De la méthode contre le Tea Party

Au lendemain de la fin du shutdown, tout le monde s'interroge sur le Tea Party et son pouvoir de nuisance. Les électeurs du Tea Party sont des gens effrayés par les changements de l'Amérique d'aujourd'hui : un président Noir, le mariage gay, la diversité raciale, etc. Ils vivent dans la nostalgie d'un passé largement mythifié, d'une histoire réécrite pour eux. Dans le contexte religieux américain leurs angoisses prennent un tour apocalyptique. Ils n'hésitent pas à menacer leur nation de faillite pour arriver à leurs fins. On assiste aujourd'hui en Amérique à une guerre civile froide qui ressemble sous bien des aspects à la sécession des Etats du Sud en 1860 (les Tea Party n'hésitent d'ailleurs pas à défiler avec des drapeaux confédérés, c'est un signe).

Aujourd'hui ces extrémistes ont essuyé une défaite cinglante, mais il n'est pas exclu qu'ils remettent ça à la prochaine occasion et vu leur pouvoir de nuisance bien supérieur à ce qu'ils représentent réellement ils peuvent encore semer la discorde et le chaos dans le pays. Le shutdown semble, selon les sondages, avoir été très préjudiciable aux Républicains en général, mais les élections ne sont qu'en novembre 2014 et d'ici là les événements récents seront probablement oubliés. De plus, les circonscriptions des représentants factieux sont quasiment inexpugnables à court terme. 

Il faut donc s'efforcer de réduire cette tendance factieuse du Parti Républicain. Comment faire ?

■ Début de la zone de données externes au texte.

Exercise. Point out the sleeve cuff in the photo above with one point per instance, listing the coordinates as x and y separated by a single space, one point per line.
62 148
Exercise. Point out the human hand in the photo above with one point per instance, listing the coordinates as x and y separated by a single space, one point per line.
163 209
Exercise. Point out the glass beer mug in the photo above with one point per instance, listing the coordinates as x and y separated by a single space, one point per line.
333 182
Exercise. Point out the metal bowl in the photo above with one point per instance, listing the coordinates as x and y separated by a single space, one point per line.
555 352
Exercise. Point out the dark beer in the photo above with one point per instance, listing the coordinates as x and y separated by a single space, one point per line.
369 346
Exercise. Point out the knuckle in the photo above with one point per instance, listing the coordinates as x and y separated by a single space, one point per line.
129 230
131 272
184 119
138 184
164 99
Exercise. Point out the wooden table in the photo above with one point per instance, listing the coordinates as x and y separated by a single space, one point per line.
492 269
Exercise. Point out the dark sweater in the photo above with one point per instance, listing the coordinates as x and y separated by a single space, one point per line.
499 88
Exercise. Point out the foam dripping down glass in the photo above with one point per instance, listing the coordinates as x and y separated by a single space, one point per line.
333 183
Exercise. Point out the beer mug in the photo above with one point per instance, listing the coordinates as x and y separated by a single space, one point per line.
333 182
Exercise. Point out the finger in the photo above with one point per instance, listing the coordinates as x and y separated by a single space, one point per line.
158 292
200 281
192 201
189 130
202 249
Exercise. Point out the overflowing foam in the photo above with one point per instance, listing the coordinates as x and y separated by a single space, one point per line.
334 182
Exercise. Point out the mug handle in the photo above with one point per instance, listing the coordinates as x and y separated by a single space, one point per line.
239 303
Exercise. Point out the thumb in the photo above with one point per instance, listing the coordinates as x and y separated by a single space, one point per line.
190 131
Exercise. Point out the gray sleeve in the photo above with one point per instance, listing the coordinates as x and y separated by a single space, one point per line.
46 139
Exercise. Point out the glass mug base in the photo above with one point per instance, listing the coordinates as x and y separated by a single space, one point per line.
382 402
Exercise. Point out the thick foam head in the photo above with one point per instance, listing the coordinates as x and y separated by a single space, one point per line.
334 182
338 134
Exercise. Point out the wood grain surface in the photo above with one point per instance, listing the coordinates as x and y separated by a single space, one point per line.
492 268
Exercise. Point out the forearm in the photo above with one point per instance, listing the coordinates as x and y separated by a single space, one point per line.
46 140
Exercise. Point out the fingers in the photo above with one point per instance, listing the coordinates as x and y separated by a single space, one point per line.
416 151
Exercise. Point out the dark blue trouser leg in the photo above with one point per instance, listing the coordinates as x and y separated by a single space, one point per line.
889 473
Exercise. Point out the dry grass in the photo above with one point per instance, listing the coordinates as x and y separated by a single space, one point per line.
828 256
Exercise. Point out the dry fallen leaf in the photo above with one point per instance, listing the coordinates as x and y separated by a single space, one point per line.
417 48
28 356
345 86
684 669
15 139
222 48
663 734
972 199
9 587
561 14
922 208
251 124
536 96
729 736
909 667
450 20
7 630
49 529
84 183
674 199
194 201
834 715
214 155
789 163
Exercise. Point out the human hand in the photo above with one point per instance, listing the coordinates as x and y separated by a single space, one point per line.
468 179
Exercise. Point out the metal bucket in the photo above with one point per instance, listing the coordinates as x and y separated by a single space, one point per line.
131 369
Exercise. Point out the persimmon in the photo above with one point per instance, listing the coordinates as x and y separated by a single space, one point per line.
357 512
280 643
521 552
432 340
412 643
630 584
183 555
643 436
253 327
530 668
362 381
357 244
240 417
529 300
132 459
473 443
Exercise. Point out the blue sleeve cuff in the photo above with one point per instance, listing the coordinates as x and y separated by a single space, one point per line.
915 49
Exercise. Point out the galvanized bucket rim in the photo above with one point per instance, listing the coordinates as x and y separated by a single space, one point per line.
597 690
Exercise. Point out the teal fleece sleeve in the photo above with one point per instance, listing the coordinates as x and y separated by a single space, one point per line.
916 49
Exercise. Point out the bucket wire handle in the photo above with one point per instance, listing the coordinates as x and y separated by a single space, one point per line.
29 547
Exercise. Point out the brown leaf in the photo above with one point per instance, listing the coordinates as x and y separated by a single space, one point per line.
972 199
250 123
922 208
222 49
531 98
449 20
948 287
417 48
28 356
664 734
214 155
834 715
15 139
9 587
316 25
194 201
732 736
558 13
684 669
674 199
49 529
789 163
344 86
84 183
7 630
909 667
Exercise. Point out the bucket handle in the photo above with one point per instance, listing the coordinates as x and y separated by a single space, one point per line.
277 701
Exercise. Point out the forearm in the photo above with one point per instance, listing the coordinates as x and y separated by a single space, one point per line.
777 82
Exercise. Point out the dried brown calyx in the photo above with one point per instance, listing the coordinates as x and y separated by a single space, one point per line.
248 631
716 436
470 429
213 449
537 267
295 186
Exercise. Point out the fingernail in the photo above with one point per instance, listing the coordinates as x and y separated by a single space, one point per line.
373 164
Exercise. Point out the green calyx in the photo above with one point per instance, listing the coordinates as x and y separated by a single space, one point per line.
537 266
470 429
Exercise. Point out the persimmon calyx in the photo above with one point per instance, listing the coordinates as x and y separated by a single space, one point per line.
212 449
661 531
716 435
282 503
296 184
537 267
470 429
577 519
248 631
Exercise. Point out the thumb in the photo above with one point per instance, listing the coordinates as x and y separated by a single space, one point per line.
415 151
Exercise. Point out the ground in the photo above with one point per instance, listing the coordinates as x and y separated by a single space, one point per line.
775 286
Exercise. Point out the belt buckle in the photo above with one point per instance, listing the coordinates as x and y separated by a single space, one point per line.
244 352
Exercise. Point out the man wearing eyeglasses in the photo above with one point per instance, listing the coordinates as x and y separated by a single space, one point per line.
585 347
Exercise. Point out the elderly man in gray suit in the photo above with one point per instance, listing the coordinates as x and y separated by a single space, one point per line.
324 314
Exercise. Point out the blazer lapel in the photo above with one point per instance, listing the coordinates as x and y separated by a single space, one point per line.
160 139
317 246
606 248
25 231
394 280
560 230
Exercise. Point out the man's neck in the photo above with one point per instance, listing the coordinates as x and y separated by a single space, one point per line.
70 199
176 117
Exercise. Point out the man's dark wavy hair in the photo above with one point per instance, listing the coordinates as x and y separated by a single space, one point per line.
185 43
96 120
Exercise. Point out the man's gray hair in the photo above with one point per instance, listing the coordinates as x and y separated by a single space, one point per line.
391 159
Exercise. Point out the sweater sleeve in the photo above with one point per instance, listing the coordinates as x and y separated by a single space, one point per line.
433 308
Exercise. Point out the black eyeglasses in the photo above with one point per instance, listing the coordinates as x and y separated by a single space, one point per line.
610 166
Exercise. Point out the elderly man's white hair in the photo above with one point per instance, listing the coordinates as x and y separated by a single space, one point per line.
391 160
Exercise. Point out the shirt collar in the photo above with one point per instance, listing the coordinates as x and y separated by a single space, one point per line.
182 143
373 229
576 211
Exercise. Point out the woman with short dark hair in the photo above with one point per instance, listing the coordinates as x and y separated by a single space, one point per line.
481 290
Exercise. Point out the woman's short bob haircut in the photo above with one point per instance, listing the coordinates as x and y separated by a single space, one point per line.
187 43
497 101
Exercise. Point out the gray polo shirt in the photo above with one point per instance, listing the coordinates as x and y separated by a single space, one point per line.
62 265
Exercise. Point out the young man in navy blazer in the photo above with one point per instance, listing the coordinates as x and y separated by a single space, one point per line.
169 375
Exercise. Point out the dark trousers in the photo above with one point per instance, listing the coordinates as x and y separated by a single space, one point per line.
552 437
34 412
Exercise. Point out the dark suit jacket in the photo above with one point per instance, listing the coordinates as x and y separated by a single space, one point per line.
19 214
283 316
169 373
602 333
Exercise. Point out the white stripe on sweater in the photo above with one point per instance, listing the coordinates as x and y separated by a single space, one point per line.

Mon ami R.J. Keefe suggère une méthode pour lutter contre ces "sécessionnistes" au Congrès et ceux qui votent pour eux : faire en sorte qu'Obamacare fonctionne et apporte des bienfaits aux Américains qui votent actuellement Républicain.
Among the friends I talked to, the consensus seemed to be that, if not this time, then next time: next time, or the time after that, the secessionists, as I think it safe to call them, will shear the unity of the country. The only alternative is to deflate support for their positions, by converting their supporters to a commitment to harmony. That will be difficult, but it is not unlikely. Many commentators have argued that what bothers the Republicans most about Affordable Care is that it will work, and persuade many of the less-affluent and educated Americans who currently vote Republican, if not to switch allegiance, then to withdraw their support from Republican candidates — extreme Republican candidates, anyway. Even if this comes to pass, it will take some time, but the prospect does suggest an avenue of thinking that might inspire short-term inroads.
Cependant que Ryan Lizza, du New Yorker suggère qu'au Congrès, à court terme, on les achète par des earmarks (c'est à dire des dotations de fonds pour une circonscription ou un Etat, adossées à une loi, une pratique courante au Congrès mais interdite depuis peu à la Chambre) ou en permettant une augmentation de la contribution des partis aux campagnes électorales :
My list would start with the return of more money to politics. One of the reasons Boehner is such a weak Speaker is that he doesn’t have the carrots and sticks that his predecessors previously used. The House banned the use of earmarks, which were a traditional tool to keep recalcitrant members in line. In a four-trillion-dollar annual budget, a few million dollars here and there to lubricate the gears of Congress seems like a very small price to pay if it would create a more productive legislative body. Indeed, last night Mitch McConnell, or someone working on his behalf, won a couple billion dollars for a dam project in Kentucky, which seems like a decent outcome if it helped prevent a default. 
The political system could also benefit if the national parties, which can act as moderating influences in elections, were allowed to spend more money on individual campaigns. The current system, under which party contributions are capped, has empowered special-interest groups and ideological factions like Heritage Action and Club for Growth, which constantly thwart the leadership of the G.O.P. If the parties were more powerful funding vehicles for members of Congress, a leader like Boehner could exercise more control over his conference, which would allow him far more room to negotiate with Obama: he’d be able to make concessions and know he could deliver the votes.